Será que lembro quando foi a última vez que estive neste quarto...? Ah, certo.
Foi quando ele tinha vinte anos, recém-formado na academia militar e prestes a ser comissionado nas frotas costeiras da cidade portuária de Calztela. E ele se lembrou de ter pensado a mesma coisa que estava pensando agora: o tempo só para neste quarto?
O quarto de Inés realmente parecia preso no tempo. Seis, dez, quatorze, dezessete, vinte, e então vinte e três... O quarto não mudara nada depois de todo esse tempo, assim como a expressão rígida de Inés.
Era estranho. Como poderia uma duquesa de seis anos e uma duquesa de vinte e três anos, prestes a se casar, ter exatamente as mesmas preferências, até nos mínimos detalhes dos móveis e na cor das cortinas?
No entanto, esse não era o caso em que a Inés adulta mantinha suas preferências infantis de quando tinha seis anos. Ela já era “velha” quando tinha seis. Espera, não. Lembrando-se de que ela seria sua esposa, decidiu dar-lhe o benefício da dúvida e acreditar que ela sempre tivera gostos maduros.
Ela sempre fora estranha. No dia em que a conheceu pela primeira vez, no instante em que ela o escolheu e no momento em que lhe disse que gostava dele. Pensando bem, nenhuma parte de seu relacionamento fora jamais normal.

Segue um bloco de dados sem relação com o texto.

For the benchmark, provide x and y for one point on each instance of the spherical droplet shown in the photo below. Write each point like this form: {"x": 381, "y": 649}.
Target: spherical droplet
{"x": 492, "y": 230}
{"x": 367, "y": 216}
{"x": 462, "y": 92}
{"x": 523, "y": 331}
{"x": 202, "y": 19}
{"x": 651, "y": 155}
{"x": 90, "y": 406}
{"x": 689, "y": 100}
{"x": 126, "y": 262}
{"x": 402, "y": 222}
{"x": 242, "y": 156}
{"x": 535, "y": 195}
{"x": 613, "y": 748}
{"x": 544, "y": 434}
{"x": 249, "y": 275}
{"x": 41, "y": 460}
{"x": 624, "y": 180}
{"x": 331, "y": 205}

Cárcel olhou ao redor do quarto novamente, na esperança de notar algo diferente, mas nenhum canto havia mudado desde o passado. Isso não era totalmente inacreditável ao pensar que o quarto apenas refletia quão entediante era sua dona, mas Cárcel estava ativamente procurando por algo. Ele procurava por algo, qualquer coisa que pudesse indicar que ela havia mudado de ideia.